Y el peligro: el miedo vivifica, enseña a estar vivo. El que algo esté en peligro, en este caso la mismísima Aldea de las Letras, despierta la necesidad de defenderlo. Nos pone en estado de alerta, nos alarma. ¡Al arma! Y nos hace tomar las armas –las letras- para convertirnos en nuestros propios héroes.

La lectura de este libro nos hace sensibles a nuestro papel de creadores de lenguaje, de guardianes, de defensores, de responsables de su belleza. Y lo más estremecedor es que Peligro en la Aldea de las Letras está dirigido a los niños. Porque los niños son los principales creadores, guardianes, defensores y responsables de la juventud eterna de la lengua.
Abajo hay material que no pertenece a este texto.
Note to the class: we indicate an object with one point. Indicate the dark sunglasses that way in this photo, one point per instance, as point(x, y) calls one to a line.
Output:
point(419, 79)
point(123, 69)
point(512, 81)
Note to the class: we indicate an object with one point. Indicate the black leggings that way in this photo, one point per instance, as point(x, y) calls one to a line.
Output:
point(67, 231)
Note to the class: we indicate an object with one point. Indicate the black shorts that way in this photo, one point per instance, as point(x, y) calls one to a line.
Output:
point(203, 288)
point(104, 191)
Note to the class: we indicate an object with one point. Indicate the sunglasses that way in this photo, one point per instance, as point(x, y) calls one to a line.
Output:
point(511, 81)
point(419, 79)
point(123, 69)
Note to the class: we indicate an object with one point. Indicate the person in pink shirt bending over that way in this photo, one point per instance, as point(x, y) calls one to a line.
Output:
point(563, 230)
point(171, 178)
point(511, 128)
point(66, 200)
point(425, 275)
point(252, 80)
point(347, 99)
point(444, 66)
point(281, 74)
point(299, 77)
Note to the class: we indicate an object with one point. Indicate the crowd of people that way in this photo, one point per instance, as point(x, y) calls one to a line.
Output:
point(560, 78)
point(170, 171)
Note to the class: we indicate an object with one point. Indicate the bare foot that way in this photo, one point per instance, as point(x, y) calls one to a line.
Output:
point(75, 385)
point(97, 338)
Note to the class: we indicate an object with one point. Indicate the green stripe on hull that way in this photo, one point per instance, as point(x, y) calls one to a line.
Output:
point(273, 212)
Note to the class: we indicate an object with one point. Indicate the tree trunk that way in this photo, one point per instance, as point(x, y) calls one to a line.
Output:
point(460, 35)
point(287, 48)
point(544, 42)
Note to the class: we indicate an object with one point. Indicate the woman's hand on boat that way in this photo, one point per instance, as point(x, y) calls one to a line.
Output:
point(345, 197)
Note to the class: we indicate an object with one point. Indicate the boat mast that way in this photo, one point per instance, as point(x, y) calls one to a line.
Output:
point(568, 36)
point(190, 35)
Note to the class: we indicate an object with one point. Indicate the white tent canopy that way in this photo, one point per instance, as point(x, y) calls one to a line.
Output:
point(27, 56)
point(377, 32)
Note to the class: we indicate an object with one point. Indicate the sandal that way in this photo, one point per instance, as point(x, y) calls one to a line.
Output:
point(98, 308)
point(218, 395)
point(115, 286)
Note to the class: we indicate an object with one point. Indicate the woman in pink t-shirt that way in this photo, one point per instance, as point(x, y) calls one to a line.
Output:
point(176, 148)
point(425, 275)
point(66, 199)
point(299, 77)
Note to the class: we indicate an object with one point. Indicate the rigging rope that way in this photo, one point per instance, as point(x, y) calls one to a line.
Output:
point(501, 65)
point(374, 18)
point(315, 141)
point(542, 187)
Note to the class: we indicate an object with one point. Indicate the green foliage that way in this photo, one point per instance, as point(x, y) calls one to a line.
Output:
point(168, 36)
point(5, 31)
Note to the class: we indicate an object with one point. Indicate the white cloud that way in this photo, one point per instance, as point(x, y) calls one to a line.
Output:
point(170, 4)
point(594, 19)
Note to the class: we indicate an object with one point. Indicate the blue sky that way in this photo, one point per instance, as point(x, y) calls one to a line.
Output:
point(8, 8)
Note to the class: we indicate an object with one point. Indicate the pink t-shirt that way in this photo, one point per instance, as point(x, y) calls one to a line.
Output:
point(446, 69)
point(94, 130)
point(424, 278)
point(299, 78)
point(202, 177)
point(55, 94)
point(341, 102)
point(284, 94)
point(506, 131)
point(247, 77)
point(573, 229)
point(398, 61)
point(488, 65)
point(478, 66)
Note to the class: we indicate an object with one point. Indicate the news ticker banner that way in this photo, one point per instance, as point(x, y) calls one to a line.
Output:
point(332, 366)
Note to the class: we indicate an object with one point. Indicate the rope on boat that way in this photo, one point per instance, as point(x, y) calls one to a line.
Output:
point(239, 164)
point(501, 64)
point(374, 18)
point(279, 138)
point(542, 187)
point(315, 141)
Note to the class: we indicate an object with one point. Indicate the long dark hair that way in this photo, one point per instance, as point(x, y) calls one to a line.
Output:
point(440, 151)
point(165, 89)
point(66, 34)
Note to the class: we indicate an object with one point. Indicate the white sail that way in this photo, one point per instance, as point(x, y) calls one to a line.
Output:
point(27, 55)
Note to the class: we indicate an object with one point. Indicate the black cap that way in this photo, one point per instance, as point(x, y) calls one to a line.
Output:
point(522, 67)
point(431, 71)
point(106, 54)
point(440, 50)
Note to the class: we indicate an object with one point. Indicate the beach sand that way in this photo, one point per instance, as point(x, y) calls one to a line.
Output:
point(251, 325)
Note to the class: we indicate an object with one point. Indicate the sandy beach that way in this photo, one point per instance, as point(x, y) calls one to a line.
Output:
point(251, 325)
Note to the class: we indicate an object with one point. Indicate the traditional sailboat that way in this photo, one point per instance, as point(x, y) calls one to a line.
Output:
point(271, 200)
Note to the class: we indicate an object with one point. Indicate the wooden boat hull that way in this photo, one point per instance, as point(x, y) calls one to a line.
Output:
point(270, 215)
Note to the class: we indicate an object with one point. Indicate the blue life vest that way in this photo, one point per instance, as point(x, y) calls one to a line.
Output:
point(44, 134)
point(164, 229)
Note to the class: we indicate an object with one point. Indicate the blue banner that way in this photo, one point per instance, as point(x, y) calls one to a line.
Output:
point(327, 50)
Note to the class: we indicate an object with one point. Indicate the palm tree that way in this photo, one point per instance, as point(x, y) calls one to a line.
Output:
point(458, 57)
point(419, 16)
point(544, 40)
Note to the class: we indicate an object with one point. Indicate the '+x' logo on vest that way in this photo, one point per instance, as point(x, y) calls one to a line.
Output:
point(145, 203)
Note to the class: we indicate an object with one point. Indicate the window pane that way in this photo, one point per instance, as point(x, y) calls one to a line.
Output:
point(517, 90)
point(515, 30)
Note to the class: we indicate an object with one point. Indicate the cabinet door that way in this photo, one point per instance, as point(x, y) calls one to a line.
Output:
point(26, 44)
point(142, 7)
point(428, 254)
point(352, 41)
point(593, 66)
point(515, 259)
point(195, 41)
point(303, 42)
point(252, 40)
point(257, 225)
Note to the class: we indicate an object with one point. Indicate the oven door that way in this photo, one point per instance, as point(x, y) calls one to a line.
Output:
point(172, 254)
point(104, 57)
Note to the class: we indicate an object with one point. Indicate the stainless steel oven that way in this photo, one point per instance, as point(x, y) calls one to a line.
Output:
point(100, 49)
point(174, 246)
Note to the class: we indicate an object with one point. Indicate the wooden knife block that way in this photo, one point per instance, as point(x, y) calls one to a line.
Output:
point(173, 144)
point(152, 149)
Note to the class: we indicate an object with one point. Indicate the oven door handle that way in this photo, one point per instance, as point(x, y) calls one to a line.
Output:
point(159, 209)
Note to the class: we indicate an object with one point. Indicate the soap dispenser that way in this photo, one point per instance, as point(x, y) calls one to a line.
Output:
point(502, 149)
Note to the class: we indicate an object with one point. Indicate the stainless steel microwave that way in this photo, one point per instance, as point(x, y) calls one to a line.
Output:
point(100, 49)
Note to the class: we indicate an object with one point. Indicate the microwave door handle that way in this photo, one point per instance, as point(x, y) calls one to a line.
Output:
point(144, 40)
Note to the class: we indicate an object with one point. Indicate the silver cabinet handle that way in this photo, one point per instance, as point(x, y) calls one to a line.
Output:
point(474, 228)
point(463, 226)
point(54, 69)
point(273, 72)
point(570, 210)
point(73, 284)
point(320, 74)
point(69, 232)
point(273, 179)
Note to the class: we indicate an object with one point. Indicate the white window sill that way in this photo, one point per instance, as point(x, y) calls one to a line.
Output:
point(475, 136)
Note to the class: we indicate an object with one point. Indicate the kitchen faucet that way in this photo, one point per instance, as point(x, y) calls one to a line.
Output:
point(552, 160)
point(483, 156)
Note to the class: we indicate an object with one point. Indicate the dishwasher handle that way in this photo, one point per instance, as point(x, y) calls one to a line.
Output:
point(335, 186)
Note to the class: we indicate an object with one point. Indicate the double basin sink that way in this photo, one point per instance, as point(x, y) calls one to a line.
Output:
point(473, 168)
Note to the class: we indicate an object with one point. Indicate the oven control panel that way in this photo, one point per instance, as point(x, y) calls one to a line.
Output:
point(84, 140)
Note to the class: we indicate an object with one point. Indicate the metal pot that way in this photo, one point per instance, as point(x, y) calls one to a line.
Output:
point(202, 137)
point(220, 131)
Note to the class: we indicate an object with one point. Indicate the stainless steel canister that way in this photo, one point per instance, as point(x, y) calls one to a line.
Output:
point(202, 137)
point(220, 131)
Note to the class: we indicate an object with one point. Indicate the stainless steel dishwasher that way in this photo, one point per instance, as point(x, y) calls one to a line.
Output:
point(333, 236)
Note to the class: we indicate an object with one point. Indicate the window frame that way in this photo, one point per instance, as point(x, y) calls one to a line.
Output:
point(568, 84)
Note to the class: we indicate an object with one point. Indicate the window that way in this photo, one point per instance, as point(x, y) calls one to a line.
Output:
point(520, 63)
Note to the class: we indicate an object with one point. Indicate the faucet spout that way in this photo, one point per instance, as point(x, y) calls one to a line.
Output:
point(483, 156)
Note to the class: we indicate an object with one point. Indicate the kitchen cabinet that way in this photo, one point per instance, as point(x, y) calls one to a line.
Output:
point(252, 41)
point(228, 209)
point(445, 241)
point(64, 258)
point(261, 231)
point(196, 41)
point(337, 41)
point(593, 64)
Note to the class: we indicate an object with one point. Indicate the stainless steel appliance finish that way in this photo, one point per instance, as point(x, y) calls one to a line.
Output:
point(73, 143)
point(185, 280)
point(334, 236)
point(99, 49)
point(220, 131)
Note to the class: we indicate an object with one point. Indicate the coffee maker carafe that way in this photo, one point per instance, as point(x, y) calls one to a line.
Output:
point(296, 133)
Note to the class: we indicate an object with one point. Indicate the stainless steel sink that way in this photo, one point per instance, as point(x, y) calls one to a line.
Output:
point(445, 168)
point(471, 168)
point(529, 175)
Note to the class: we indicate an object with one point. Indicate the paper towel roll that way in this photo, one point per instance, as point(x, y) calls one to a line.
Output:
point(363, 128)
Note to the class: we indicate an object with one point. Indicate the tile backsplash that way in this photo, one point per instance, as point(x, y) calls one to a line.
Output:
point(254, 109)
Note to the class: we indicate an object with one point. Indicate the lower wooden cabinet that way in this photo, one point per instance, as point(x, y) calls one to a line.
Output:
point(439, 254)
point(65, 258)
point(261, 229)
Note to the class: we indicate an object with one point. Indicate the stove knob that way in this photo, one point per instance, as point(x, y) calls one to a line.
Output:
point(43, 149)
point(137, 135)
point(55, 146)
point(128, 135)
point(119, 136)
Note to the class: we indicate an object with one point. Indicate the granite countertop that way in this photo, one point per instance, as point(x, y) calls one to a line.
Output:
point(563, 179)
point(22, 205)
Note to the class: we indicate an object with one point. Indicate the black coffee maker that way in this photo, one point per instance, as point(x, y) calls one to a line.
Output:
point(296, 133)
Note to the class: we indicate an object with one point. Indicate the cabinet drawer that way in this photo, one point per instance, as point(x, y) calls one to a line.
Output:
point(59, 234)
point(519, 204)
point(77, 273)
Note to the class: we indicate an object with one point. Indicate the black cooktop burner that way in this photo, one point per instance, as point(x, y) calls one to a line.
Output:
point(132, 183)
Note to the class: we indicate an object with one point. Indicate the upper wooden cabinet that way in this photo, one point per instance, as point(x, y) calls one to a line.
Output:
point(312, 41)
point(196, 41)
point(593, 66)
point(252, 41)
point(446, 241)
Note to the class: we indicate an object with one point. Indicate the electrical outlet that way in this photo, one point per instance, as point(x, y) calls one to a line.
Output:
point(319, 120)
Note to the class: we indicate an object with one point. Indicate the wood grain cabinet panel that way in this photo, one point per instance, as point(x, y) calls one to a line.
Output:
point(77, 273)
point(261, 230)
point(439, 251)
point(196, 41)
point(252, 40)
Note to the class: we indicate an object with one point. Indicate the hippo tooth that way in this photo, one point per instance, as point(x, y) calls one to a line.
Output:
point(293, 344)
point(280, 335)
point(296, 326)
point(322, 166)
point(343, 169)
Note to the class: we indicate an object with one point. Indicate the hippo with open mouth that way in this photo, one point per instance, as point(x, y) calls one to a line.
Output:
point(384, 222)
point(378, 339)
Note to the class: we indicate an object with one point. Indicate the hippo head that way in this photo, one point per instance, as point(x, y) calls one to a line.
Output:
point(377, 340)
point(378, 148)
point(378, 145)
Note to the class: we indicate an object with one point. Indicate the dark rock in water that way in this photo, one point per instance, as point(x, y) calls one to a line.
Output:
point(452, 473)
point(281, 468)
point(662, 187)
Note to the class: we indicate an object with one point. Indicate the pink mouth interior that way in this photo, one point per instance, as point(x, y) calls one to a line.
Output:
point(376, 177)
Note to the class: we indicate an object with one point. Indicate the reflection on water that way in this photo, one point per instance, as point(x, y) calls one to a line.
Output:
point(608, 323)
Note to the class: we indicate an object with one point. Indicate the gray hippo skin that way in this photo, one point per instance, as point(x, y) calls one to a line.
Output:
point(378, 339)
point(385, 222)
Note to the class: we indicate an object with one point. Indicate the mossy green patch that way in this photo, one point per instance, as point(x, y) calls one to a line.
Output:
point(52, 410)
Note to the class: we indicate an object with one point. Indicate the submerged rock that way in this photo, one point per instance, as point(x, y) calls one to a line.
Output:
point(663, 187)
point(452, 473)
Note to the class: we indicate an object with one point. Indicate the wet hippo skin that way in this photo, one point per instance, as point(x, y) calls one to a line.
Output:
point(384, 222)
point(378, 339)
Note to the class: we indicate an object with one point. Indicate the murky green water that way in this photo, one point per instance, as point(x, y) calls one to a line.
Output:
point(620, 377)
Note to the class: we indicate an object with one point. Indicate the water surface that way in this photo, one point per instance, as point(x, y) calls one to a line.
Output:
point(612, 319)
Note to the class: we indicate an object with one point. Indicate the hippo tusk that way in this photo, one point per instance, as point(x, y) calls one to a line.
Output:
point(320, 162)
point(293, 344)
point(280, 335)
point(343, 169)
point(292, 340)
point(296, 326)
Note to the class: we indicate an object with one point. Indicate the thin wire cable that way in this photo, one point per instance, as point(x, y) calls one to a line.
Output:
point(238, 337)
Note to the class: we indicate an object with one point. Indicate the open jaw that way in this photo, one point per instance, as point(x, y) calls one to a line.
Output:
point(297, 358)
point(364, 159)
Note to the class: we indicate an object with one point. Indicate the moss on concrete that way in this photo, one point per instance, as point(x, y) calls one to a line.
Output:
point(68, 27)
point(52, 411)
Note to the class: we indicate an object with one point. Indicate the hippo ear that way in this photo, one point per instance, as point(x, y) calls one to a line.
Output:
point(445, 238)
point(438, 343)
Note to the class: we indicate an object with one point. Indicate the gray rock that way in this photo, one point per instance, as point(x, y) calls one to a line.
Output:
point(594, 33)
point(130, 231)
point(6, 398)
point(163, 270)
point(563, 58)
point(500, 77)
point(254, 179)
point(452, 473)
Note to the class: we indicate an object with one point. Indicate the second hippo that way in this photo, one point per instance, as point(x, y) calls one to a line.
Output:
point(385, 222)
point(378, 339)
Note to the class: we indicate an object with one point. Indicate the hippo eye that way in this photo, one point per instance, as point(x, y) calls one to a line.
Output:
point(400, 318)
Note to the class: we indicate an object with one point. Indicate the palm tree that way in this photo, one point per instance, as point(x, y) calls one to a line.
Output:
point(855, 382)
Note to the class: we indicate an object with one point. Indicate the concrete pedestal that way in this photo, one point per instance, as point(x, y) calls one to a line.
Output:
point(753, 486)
Porque los niños nos enseñan a tener hambre de vida, a creer en los concursos –aquí encontrarán un apasionante concurso de ortografía- a descifrar signos premonitorios como si se tratara de letras –también encontrarán una adivinadora-.

Los niños nos enseñan no a soñar, porque todos soñamos, sino a creer en nuestros sueños, los niños nos enseñan a tener fe. Fe poética. La misma que nos lleva al infierno, al purgatorio, al paraíso con Dante; a la cueva de Montesinos con Don Quijote, a Liliput con Lemuel Gulliver. De todos esos lugares regresamos transformados. En todos esos libros, al cerrarlos, hemos experimentado que nuestro ser ha crecido, se ha expandido. Lo mismo, queridos futuros lectores de este libro, ocurre después de haber estado en la Aldea de las Letras.

También me gusta mucho comparar algunos libros con la botella que tiene un genio encerrado. Sólo sale para quien sabe abrirlo y en muchos casos hay que decir la palabra mágica. Pues este libro se trata precisamente de palabras. De palabras mágicas. ¿Todas las palabras son mágicas? Para los grandes escritores y en los grandes escritores toda palabra es mágica. María Eugenia Mendoza Arrubarrena lo demuestra con creces en Peligro en la Aldea de las Letras.